Skip spaces - REPZ SCASB


I'm trying to parse command line arguments in assembly program and I want to skip leading spaces. From what I know and what is confirmed in web (e.g. http://faydoc.tripod.com/cpu/repz.htm), simply REPE SCASB or REPZ SCASB should do the trick. But it doesn't. Instead of stopping at first non-space character, it stops at the next one (as proved by debugging with Turbo Debugger). This pattern reoccurs all the time - no difference if there is one or fifty spaces, the ES:DI always points to the byte following the first non-space character. I need this expression to work correctly in order to use the counter in CX for validation purposes.
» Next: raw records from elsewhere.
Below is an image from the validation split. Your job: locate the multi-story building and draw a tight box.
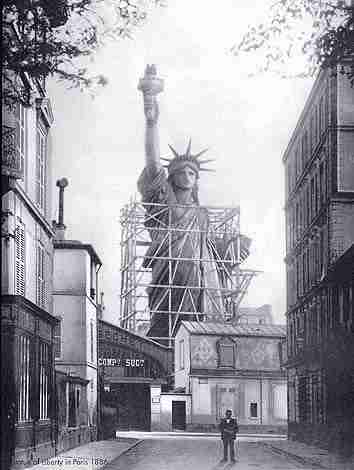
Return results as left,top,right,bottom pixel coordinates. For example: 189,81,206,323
283,67,354,449
53,178,102,450
1,76,57,468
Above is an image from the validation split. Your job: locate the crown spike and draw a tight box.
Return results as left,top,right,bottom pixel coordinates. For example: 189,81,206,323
168,144,179,158
194,147,209,158
186,137,192,157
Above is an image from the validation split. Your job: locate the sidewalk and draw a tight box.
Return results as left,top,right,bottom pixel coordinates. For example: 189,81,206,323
116,431,287,440
263,440,354,470
18,438,141,470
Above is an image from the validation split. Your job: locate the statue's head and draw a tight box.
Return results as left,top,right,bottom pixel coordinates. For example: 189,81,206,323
165,139,212,197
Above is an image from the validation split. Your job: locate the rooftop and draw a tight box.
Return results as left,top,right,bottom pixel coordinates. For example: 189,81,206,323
54,239,102,265
181,321,286,338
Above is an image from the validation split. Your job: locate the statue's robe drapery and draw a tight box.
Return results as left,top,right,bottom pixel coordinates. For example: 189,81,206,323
138,167,235,336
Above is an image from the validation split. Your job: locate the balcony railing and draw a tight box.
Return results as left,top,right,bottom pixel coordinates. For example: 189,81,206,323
1,126,23,179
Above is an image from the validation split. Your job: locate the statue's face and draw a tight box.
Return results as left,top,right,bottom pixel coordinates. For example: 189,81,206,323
173,166,197,189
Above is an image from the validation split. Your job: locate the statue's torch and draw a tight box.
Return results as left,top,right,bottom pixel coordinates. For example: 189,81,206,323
138,65,164,124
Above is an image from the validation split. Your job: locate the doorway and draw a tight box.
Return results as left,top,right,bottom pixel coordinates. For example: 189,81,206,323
103,383,151,431
172,401,186,431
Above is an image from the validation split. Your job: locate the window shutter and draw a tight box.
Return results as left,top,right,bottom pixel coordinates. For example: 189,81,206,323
15,221,26,295
44,251,53,313
37,243,45,307
36,129,41,205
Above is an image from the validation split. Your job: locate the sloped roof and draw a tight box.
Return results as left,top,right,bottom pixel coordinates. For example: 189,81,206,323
181,321,286,338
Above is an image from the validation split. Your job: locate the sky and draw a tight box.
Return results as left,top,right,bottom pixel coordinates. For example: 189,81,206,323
49,0,312,323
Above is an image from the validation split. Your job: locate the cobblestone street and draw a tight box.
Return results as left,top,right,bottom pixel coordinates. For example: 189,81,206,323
105,439,312,470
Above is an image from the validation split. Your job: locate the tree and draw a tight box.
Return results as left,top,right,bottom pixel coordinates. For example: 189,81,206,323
231,0,354,85
2,0,162,106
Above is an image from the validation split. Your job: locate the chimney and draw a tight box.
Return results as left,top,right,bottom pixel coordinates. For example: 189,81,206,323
53,178,69,240
97,292,105,320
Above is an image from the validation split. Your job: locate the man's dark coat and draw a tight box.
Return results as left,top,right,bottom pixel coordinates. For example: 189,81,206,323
219,418,238,440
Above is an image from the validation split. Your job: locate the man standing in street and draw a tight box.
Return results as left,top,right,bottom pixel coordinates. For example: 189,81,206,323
219,410,238,462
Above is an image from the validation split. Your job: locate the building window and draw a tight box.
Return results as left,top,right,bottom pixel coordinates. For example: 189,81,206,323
298,376,310,423
179,339,184,369
17,335,30,421
250,402,258,418
39,343,50,419
15,220,26,296
37,243,45,307
341,285,350,323
90,320,95,363
15,103,27,175
54,317,63,359
217,338,236,368
68,383,77,428
36,126,47,211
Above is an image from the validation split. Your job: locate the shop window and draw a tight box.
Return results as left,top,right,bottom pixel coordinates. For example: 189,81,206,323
179,339,184,369
39,343,50,419
17,335,30,421
250,402,258,418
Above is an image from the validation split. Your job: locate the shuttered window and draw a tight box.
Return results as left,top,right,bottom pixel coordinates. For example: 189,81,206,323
17,335,30,421
54,318,62,359
36,126,47,211
15,220,26,296
39,343,50,419
37,243,45,307
15,103,27,174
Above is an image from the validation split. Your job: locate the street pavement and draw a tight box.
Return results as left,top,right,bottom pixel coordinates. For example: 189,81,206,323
104,437,318,470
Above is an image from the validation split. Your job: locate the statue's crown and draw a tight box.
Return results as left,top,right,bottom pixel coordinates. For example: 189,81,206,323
161,139,214,174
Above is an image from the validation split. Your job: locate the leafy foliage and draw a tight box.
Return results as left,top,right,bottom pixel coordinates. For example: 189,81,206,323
2,0,162,105
231,0,354,84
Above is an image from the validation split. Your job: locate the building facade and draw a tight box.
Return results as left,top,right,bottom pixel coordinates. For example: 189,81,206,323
1,77,56,468
171,321,287,432
98,320,173,438
53,239,102,450
283,67,354,449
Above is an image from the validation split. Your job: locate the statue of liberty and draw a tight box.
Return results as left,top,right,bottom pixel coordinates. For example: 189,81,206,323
138,65,250,338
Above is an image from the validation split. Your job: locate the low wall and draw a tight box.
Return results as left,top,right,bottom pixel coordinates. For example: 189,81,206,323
11,426,97,470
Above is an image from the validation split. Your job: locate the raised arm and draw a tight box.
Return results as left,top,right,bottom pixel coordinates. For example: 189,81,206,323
138,65,163,168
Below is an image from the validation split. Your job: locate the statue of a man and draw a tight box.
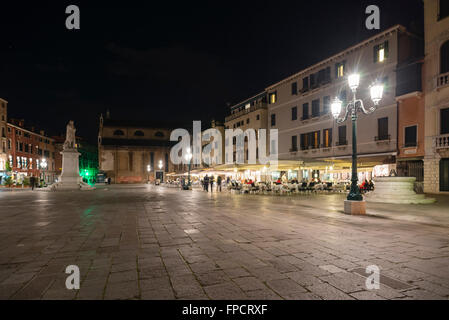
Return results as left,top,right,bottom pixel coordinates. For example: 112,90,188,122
64,120,76,149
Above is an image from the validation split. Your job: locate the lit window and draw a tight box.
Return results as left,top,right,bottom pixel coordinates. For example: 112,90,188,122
337,65,345,78
270,92,277,104
374,41,388,63
379,48,385,62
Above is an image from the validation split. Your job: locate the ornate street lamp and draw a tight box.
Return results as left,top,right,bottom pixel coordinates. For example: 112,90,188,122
331,74,384,201
147,165,151,182
184,148,193,188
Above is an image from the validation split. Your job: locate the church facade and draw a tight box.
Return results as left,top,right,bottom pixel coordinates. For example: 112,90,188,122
98,116,176,184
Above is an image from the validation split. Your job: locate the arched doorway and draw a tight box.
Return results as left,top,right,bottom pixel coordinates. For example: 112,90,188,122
440,158,449,192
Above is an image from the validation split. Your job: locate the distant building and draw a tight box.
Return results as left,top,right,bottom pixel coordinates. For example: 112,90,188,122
396,35,425,192
52,135,98,183
266,25,422,182
223,92,268,163
98,116,177,183
424,0,449,193
0,98,8,177
7,119,57,183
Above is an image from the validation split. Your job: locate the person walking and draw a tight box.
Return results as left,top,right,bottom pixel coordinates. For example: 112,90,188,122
209,176,214,192
217,176,221,192
204,174,209,192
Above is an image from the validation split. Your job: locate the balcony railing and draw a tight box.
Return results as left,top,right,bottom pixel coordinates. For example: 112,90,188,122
374,134,391,142
435,134,449,149
225,103,267,122
437,72,449,89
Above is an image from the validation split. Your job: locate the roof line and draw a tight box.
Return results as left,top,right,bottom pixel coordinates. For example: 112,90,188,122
230,91,266,109
265,24,406,91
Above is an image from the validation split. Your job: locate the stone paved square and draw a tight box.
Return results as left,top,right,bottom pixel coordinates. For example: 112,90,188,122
0,185,449,300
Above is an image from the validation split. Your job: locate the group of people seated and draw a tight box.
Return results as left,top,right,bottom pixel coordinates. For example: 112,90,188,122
360,179,374,193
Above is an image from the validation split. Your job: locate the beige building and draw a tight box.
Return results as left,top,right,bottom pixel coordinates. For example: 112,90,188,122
98,116,175,183
424,0,449,193
266,25,419,181
0,98,8,175
223,92,268,163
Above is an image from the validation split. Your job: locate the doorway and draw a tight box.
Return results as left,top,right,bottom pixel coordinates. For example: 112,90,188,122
440,159,449,191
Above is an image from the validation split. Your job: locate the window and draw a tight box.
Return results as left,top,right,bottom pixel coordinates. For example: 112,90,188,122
310,74,318,89
440,108,449,134
440,41,449,74
165,153,169,172
302,77,309,92
312,99,320,118
339,90,347,106
337,126,348,146
269,91,277,104
323,96,331,114
310,131,321,149
335,61,346,79
323,129,332,148
292,107,298,121
291,136,298,151
374,41,388,63
404,126,418,148
302,103,309,120
292,82,298,95
377,118,390,141
438,0,449,20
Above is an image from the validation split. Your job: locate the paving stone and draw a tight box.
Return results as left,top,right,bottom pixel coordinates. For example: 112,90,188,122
0,185,449,299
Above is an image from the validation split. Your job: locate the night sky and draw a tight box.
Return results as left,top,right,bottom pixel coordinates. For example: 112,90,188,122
0,0,423,141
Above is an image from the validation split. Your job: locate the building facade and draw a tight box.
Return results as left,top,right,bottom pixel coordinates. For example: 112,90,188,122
0,98,8,177
424,0,449,193
6,119,57,184
396,37,425,192
224,92,268,163
266,25,419,181
98,116,175,183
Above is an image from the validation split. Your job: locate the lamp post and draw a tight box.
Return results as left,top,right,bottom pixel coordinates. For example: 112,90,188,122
331,74,384,213
184,148,192,188
147,165,151,183
41,158,48,184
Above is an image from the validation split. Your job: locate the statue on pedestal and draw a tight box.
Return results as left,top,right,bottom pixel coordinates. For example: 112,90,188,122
63,120,76,150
I use MASM (ML.EXE) compiler under DosBox on Ubuntu 12.04.

.287
dane1 segment

dane1 ends

code1 segment

start1:

;   ******** CODE ********

; Init stack
mov sp, offset wstosu
mov ax, seg wstosu
mov ss, ax


; transcription start       ==========

mov cs:[paramsAddress], es
xor cx, cx
mov cl, byte ptr es:[0080h]     ; number of characters from command line

cmp cx, 0
je error

mov al, ' '
mov di, 0081h       ; beginning of actual console input

cld

repe scasb          ; skip spaces

; here es:di should point to the first 
    ; non-space character (or end of input) 
cmp cx, 0
je error

Solution

  • You're seeing the correct behavior. The scasb instruction sets the condition codes with the current di contents and increments di (or decrements based on the DF). The repe prefix is like a "do ... while" loop around the scasb. It tests the condition codes and repeats as long as the condition succeeds (and also the decremented cx register is non-zero). So when the first character past the leading spaces is scanned, the test fails and repetition stops, but the di register has already been incremented to the next character. You'll just need to account for that in your code, most simply by decrementing di.

    As others have said, in modern x86 versions (as in less than 25 years old or so), there are no advantages to the string instructions except the tiny one of sometimes smaller code.